Many businesses will not be financially robust enough to survive the challenges posed by climate change without undergoing some form of restructuring but those which address the impact – and increased regulation – head on, making use where necessary of the corporate and insolvency tools available to them, will be best-placed to succeed.
A scheme of arrangement, a voluntary arrangement or a new restructuring plan, can be used to restructure a company’s balance sheet and introduce new finance and investment alongside an operational restructure. A pre-pack administration may also be an effective mechanism to rescue those parts of the business that are capable of adapting to climate change.
Climate change may create physical risk to a business’s assets, supply chain and operations. Physical risk refers to climate-related adverse trends and severe weather, for example raised sea levels, floods, storms, droughts and wildfires. Physical risk can damage or destroy property and impact the value of assets and the ability to obtain insurance, all of which can leave a business in financial difficulty.
In the move to a greener economy, businesses also need to consider whether “transition risk” will have an adverse effect. For many businesses the transition will require significant financing and large-scale investments and some sectors will face bigger challenges than others – energy companies, manufacturers of raw materials and those in the automotive and aviation industries are the most obvious candidates.
Also, businesses need to consider the potential liability to third parties seeking to recover losses they may have suffered because of the physical or transition risk of climate change, and the impact on all stakeholders, including their supply chain and customers. It is also likely that there will be changing consumer trends towards more sustainable products.
Those businesses that are slow to enact climate control measures may find it increasingly difficult or expensive to obtain funding and investment as their assets devalue, risk profile increases, credit rating is downgraded, and business models become less viable from a sustainability perspective.
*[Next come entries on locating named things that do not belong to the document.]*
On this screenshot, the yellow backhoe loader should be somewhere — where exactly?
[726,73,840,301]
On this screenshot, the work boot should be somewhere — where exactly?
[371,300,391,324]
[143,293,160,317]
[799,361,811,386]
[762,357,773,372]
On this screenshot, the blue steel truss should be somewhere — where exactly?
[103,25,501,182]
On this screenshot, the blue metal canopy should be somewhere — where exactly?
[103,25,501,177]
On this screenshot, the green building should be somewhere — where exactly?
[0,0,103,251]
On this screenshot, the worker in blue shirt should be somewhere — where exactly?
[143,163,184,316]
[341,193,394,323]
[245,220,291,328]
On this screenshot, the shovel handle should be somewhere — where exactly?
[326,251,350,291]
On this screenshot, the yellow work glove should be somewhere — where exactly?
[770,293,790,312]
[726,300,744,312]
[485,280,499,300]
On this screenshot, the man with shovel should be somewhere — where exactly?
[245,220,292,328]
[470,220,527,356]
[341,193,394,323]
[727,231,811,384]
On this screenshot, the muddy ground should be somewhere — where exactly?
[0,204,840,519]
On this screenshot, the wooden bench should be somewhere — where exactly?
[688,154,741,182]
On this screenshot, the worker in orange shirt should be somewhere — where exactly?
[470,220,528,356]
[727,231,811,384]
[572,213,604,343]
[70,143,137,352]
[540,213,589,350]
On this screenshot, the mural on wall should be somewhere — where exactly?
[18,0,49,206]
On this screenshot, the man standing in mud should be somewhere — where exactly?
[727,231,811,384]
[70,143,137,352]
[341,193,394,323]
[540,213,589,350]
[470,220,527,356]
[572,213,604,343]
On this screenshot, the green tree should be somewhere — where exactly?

Lenders and investors are becoming less willing to support businesses which do not have long-term strategies to achieve environmental sustainability and banks are already moving towards aligning themselves with more sustainable businesses. Former Bank of England governor Mark Carney has warned that companies and industries not moving towards zero-carbon emissions may lose investor confidence and risk bankruptcy. Firms that are part of the solution will do very well during this process, he said, but there would also be ones that lag behind “and they will be punished”.
A business that cannot obtain funding or investment will fail. A number of green and sustainability linked financing products and government support is available to support businesses that are dedicated to making a change and to fund new projects. Businesses will need to ensure that any changes are real – lenders and investors will increasingly seek independent verification that businesses are making genuine changes and are not just “greenwashing”.